Spring Break in the Valley: Day 5

Author: Notre Dame ESTEEM

Esteem student Keith J. Marrero Jr. is providing daily updates of the Class of 2014 Spring Break Trip to Silicon Valley.

Google Ventures

Although Thursday was the shortest full day in terms of time commitments for the ESTEEM class, it was definitely the busiest. We started at 8 a.m. with a tour of the Google campus, where former ESTEEM student Joe Livingston showed us the site’s copious amenities and gave us an inside perspective on what life is like while working at Google. He then led us to Google Ventures, which provides seed, venture, and growth-stage funding for budding companies. There, product partner Rick Klau told us more about GV and the 225 companies where it has invested thus far. Just last year, GV was involved in three IPOs and ten acquisitions and shows no signs of slowing down.

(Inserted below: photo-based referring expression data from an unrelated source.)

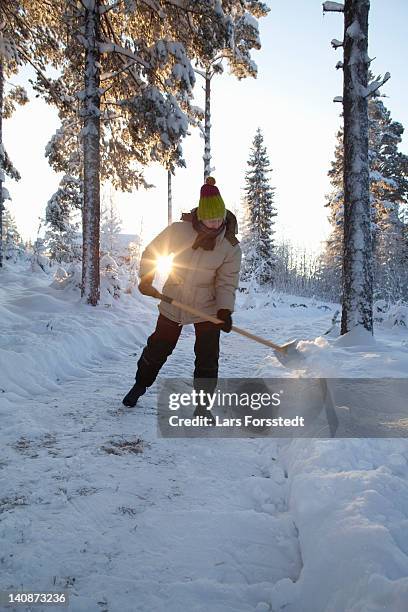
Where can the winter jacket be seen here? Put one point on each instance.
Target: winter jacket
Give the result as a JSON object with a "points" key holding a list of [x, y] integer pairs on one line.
{"points": [[206, 280]]}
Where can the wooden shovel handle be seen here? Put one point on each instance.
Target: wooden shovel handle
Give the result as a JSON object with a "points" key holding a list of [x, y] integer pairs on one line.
{"points": [[238, 330]]}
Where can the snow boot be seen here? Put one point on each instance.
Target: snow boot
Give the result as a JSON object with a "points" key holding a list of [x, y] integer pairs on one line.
{"points": [[131, 398]]}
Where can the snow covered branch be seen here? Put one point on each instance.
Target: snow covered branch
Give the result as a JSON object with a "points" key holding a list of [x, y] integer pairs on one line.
{"points": [[375, 85], [336, 43], [110, 47], [333, 7]]}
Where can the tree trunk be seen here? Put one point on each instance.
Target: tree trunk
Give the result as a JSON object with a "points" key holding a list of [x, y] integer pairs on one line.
{"points": [[91, 148], [357, 307], [1, 162], [169, 199], [207, 126]]}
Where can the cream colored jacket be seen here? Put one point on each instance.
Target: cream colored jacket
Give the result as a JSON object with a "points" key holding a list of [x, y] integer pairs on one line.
{"points": [[206, 280]]}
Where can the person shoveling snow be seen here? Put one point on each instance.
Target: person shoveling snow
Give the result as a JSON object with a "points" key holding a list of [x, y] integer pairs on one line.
{"points": [[200, 289]]}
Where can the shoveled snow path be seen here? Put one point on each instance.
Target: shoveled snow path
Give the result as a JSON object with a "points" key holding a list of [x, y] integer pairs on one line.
{"points": [[193, 524]]}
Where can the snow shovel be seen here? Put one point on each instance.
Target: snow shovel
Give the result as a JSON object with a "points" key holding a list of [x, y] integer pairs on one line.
{"points": [[284, 352]]}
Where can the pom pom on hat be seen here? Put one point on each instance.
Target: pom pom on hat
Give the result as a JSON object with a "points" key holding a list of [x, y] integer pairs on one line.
{"points": [[211, 205]]}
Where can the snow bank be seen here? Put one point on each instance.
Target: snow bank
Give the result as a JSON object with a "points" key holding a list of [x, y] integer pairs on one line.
{"points": [[349, 501], [48, 336]]}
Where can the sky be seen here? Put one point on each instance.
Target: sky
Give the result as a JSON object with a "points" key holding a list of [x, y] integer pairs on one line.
{"points": [[291, 101]]}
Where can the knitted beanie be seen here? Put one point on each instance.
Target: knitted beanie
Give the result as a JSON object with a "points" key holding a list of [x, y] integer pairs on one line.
{"points": [[211, 205]]}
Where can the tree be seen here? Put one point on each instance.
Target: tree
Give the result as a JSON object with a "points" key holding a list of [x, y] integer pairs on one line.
{"points": [[388, 198], [357, 294], [111, 225], [257, 243], [243, 38], [127, 64], [63, 209]]}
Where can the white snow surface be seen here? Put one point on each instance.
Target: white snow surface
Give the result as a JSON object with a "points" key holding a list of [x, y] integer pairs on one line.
{"points": [[92, 501]]}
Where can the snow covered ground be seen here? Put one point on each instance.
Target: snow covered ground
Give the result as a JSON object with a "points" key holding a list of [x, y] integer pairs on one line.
{"points": [[92, 501]]}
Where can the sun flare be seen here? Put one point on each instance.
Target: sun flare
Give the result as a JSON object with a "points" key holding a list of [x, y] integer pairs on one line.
{"points": [[164, 265]]}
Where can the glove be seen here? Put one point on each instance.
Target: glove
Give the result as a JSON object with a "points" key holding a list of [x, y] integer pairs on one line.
{"points": [[225, 315], [145, 286]]}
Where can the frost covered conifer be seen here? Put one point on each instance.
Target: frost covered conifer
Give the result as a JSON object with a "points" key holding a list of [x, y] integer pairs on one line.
{"points": [[388, 199], [111, 226], [257, 243], [24, 38], [125, 74], [243, 37]]}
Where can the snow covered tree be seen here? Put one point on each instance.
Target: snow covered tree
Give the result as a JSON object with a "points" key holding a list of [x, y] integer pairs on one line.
{"points": [[24, 39], [111, 226], [388, 198], [257, 241], [357, 294], [244, 37], [62, 219], [128, 66], [13, 246], [357, 304]]}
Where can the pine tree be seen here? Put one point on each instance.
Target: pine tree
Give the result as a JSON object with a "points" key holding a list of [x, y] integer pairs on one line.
{"points": [[128, 66], [24, 39], [111, 225], [244, 36], [62, 219], [388, 198], [258, 244]]}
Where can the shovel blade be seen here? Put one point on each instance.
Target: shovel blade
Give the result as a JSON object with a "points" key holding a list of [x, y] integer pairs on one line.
{"points": [[289, 355]]}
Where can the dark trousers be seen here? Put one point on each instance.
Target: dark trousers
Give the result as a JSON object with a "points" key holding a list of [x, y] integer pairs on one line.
{"points": [[162, 343]]}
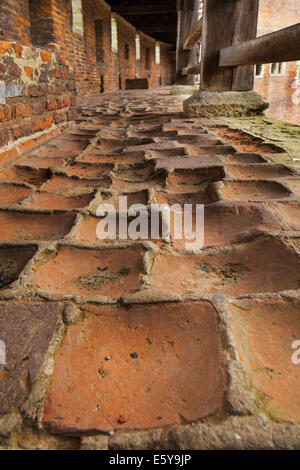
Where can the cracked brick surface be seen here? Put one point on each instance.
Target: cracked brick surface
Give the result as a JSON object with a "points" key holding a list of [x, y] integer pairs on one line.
{"points": [[146, 343]]}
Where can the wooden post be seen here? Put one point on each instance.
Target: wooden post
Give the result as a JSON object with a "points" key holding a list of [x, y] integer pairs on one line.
{"points": [[226, 22], [187, 17]]}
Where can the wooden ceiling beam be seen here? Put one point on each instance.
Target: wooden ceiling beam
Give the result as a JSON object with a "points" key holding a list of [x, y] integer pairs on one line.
{"points": [[154, 9], [158, 29]]}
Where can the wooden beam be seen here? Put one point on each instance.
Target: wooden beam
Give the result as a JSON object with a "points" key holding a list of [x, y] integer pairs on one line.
{"points": [[192, 70], [280, 46], [156, 28], [194, 36], [243, 77], [155, 9], [224, 24]]}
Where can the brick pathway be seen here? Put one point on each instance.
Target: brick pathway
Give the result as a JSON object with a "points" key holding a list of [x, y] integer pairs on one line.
{"points": [[145, 344]]}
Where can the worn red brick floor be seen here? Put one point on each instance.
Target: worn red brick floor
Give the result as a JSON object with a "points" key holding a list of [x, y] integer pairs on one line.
{"points": [[144, 343]]}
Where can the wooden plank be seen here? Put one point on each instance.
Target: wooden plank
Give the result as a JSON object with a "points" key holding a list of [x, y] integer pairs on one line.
{"points": [[280, 46], [156, 28], [187, 17], [194, 36], [153, 9], [225, 23], [192, 70], [243, 77]]}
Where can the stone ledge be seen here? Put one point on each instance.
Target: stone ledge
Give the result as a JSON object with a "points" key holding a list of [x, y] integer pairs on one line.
{"points": [[226, 103]]}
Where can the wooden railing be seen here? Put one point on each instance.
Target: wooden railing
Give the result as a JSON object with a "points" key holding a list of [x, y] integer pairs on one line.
{"points": [[233, 23], [194, 37], [281, 46]]}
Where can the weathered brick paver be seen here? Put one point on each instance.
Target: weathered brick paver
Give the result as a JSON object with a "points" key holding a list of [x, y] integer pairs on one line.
{"points": [[142, 367], [156, 337]]}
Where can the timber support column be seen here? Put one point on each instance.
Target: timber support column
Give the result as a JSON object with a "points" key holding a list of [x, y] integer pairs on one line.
{"points": [[226, 91], [187, 17]]}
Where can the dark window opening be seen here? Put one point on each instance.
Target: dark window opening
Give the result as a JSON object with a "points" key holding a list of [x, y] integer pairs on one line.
{"points": [[41, 22], [147, 58], [258, 70], [99, 41], [126, 51]]}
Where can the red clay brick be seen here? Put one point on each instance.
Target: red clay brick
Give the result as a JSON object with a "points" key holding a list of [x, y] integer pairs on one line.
{"points": [[264, 331], [163, 364], [20, 226], [79, 271], [259, 266]]}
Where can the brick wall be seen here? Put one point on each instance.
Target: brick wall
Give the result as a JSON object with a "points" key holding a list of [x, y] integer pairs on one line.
{"points": [[48, 56], [14, 21], [282, 91], [36, 95]]}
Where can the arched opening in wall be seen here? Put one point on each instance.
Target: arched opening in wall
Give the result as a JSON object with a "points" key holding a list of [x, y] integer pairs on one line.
{"points": [[77, 17], [114, 34], [41, 22]]}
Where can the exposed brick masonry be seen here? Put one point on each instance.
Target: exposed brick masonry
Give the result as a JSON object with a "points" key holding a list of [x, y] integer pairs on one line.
{"points": [[45, 61]]}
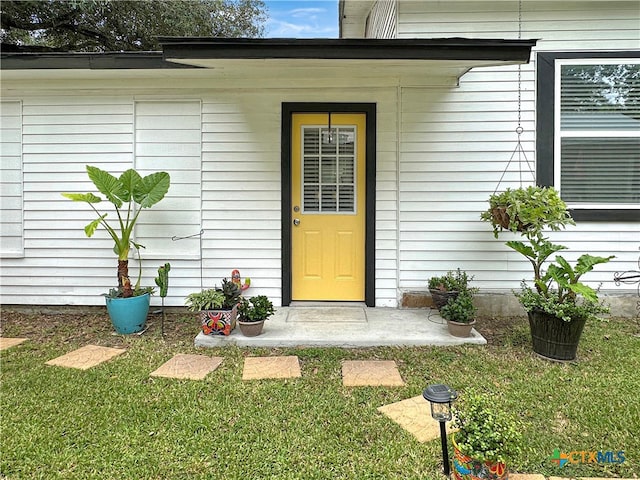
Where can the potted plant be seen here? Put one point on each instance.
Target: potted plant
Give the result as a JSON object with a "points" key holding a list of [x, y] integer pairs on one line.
{"points": [[558, 305], [485, 439], [252, 313], [446, 287], [459, 313], [129, 194], [527, 209], [217, 307]]}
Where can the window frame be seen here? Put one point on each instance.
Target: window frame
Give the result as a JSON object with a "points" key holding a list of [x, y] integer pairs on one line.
{"points": [[546, 93]]}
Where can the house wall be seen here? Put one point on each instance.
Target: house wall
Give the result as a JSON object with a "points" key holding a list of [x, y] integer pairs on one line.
{"points": [[382, 20], [456, 143], [222, 148]]}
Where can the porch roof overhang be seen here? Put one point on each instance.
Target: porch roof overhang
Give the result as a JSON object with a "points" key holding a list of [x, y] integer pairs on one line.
{"points": [[449, 57], [273, 57]]}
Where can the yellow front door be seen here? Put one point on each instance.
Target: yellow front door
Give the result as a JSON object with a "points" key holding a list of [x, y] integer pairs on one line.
{"points": [[328, 207]]}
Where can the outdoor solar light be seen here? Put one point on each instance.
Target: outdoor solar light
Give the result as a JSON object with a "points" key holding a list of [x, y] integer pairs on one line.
{"points": [[441, 397]]}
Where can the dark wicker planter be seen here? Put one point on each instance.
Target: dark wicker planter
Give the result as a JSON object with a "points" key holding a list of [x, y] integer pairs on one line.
{"points": [[459, 329], [554, 338], [251, 329], [442, 297]]}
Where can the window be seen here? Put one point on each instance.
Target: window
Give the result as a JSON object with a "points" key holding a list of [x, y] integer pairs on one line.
{"points": [[328, 163], [588, 143]]}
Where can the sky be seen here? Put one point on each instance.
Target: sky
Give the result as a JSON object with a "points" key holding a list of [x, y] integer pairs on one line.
{"points": [[302, 19]]}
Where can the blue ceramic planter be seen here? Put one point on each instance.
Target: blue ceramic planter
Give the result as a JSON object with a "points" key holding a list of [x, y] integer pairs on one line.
{"points": [[129, 315]]}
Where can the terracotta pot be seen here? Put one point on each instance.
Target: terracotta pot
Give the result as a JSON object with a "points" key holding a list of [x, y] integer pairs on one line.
{"points": [[251, 329], [458, 329]]}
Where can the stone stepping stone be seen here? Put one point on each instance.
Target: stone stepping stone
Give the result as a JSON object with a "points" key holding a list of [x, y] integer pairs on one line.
{"points": [[414, 415], [86, 357], [374, 373], [8, 342], [189, 367], [258, 368]]}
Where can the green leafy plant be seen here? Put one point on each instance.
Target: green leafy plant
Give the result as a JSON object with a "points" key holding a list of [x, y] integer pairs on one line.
{"points": [[528, 210], [209, 299], [459, 309], [457, 281], [485, 433], [129, 194], [558, 291], [218, 298], [255, 309], [231, 292]]}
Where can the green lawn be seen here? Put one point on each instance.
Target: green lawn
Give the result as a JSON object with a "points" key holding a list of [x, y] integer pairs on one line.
{"points": [[115, 422]]}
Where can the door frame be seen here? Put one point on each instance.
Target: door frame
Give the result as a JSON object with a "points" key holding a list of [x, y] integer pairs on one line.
{"points": [[369, 110]]}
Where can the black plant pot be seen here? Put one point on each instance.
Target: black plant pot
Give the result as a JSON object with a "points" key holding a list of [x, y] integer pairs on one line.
{"points": [[554, 338]]}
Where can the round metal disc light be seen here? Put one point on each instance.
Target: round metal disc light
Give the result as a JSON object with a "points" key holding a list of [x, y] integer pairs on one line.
{"points": [[441, 397]]}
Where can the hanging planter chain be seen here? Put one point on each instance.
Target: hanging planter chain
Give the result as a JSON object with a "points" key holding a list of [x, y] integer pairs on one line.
{"points": [[519, 130]]}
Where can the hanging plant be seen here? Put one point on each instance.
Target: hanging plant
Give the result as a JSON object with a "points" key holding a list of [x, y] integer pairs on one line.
{"points": [[527, 210]]}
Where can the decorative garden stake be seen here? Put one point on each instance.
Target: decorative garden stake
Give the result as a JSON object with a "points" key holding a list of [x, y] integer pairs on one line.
{"points": [[441, 397], [163, 282]]}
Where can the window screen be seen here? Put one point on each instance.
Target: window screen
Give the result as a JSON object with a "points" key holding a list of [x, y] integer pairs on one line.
{"points": [[599, 141], [328, 169]]}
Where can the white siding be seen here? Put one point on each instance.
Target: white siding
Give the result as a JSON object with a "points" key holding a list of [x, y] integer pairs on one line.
{"points": [[455, 144], [223, 152], [61, 135], [557, 25], [382, 20], [440, 153], [168, 138], [11, 243]]}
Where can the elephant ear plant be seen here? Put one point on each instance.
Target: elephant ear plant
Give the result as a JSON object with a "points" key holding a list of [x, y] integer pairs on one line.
{"points": [[558, 304], [129, 194]]}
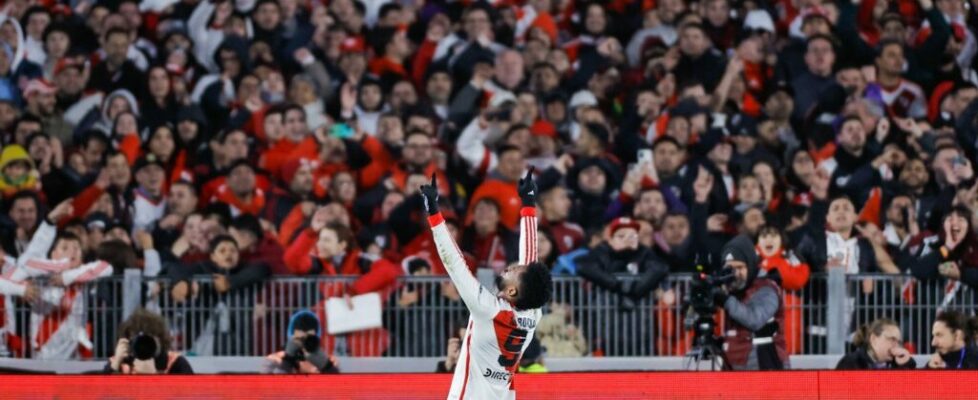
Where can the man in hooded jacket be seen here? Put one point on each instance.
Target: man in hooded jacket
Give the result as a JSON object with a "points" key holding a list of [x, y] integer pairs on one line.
{"points": [[754, 308]]}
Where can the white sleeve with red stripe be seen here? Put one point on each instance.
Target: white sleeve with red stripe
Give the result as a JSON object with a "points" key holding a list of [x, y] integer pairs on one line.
{"points": [[479, 300], [87, 272], [35, 267], [40, 243], [528, 235]]}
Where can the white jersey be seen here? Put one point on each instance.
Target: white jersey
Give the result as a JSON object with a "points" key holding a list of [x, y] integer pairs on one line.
{"points": [[497, 334], [57, 327]]}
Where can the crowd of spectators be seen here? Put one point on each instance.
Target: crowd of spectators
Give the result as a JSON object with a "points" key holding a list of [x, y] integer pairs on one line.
{"points": [[220, 143]]}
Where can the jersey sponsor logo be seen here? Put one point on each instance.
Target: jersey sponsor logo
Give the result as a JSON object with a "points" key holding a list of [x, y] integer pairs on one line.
{"points": [[526, 323], [496, 375], [510, 338]]}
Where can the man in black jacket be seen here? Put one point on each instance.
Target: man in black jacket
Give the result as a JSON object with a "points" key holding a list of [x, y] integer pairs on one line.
{"points": [[621, 254]]}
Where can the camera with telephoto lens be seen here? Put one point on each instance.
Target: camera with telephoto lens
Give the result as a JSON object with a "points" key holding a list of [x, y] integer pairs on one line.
{"points": [[143, 347], [703, 287], [702, 308], [309, 343]]}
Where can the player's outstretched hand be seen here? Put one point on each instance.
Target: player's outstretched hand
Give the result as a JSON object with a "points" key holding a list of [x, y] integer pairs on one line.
{"points": [[528, 189], [430, 194]]}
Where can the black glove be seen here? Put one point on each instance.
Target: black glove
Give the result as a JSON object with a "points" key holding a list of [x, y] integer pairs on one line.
{"points": [[430, 195], [720, 296], [528, 189]]}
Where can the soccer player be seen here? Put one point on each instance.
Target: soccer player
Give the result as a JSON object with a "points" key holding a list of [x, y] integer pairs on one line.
{"points": [[500, 325]]}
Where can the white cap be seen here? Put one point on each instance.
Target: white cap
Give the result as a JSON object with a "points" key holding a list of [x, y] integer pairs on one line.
{"points": [[583, 98], [759, 19]]}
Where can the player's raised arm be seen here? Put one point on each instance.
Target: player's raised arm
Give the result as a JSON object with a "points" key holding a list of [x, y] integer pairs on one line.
{"points": [[478, 299], [528, 219]]}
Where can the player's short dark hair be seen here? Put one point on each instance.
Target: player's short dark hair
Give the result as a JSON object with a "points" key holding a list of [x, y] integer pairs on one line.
{"points": [[535, 288], [118, 254]]}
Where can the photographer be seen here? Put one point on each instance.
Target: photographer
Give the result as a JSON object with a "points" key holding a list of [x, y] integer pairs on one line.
{"points": [[879, 345], [144, 348], [755, 311], [303, 353]]}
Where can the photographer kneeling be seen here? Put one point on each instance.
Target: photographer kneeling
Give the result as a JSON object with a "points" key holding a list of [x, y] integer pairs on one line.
{"points": [[754, 310], [303, 353], [144, 348]]}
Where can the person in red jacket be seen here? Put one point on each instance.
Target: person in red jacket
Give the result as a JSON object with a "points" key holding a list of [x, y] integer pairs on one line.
{"points": [[776, 259]]}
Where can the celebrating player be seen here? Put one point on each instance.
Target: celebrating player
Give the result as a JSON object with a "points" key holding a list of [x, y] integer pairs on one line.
{"points": [[500, 326]]}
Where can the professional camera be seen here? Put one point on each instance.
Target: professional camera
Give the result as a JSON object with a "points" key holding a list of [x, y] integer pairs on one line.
{"points": [[309, 343], [703, 287], [143, 347], [700, 317]]}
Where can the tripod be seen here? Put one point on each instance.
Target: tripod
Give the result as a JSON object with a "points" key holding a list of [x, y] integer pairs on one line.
{"points": [[706, 347]]}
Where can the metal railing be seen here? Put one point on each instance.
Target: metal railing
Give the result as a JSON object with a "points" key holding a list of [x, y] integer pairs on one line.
{"points": [[420, 314]]}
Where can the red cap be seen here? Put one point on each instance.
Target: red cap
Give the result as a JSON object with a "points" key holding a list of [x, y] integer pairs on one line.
{"points": [[38, 86], [543, 128], [934, 105], [353, 44], [621, 223]]}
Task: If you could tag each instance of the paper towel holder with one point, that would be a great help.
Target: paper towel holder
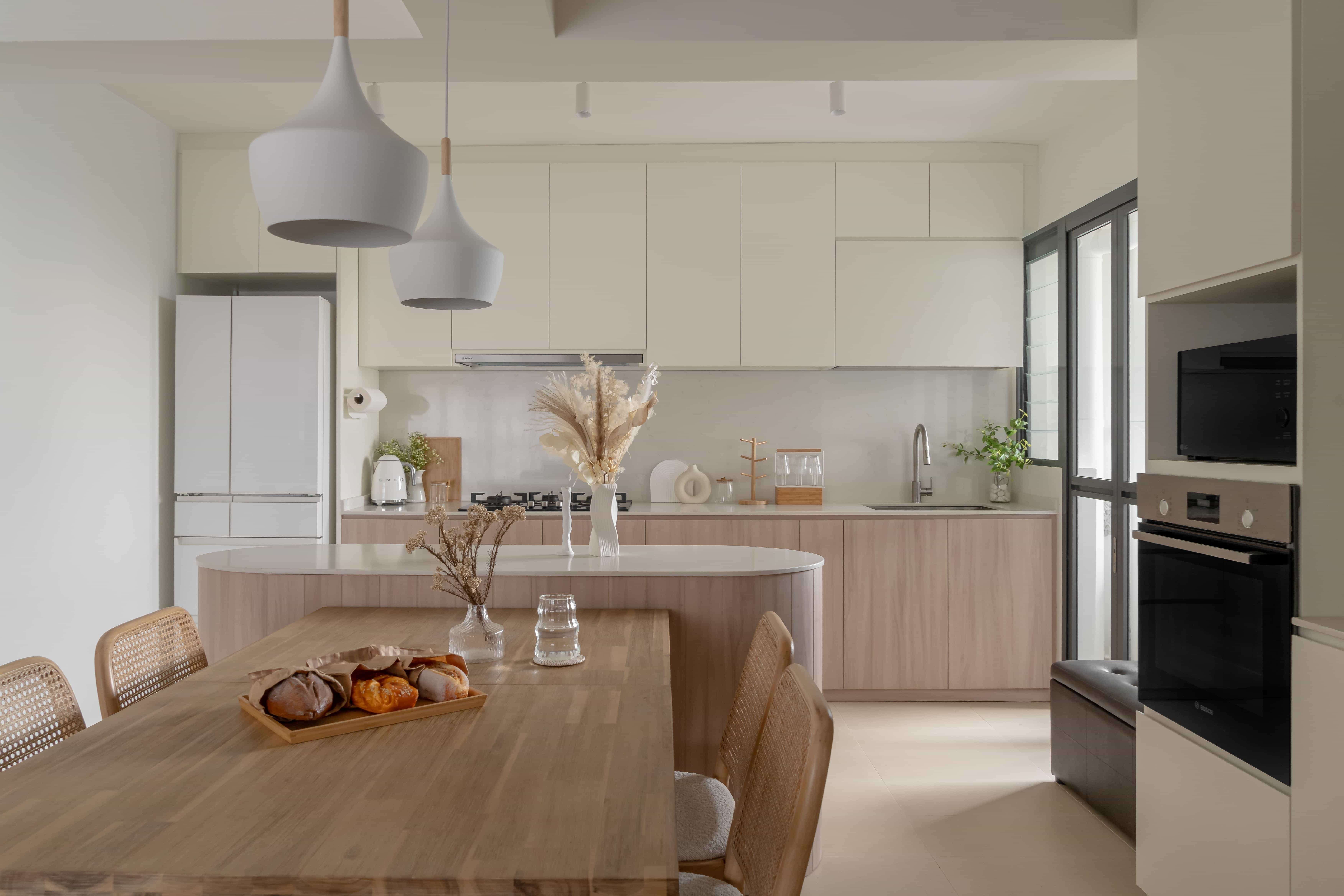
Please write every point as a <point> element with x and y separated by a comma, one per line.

From there, we headed to Intuitive Surgical, where we were greeted by Rebecca Counihan and Stephanie Macauley, who spoke to us about talent acquisition for growing businesses. The ESTEEM class then had a chance to try the da Vinci Surgical System – a platform for robot-assisted, minimally-invasive surgery – with training software that measures performance. The scores triggered friendly competition among some class members. Following da Vinci, we met Scott King, Raymond Yu, and Julia Choi, a colleague of Sunny Shah at UC Davis who was instrumental in arranging the visit. They spoke on quality and other principles that drive Intuitive on a daily basis.

Next we toured IDEO’s campus, guided by Dennis Boyle, a Notre Dame grad and one of the company's founders. He took us to the machine shop used for prototype production and showed us one of IDEO's unique ways of providing creative inspiration for its employees when needed. Then he showed us their "toy shop," a space dedicated to innovation for children's products – both toys and software.

Our final stop of the day brought us to Cloudera, a big data management and analytics company. Notre Dame grad Rich Kizer detailed Cloudera's basis in Hadoop and how it was used to develop data analytics software. He also gave his account of Cloudera's growth as a company from just 30 employees in 2010 to over 500 today.

Our activities ended around 5:30 on Thursday, giving us the entire evening to travel as we pleased. Some ventured into San Francisco, some went to downtown Palo Alto, and others simply remained near the hotel to relax for the evening. However each person spent their evening, we all found fitting ways to wrap up our trip on our last night in the Valley.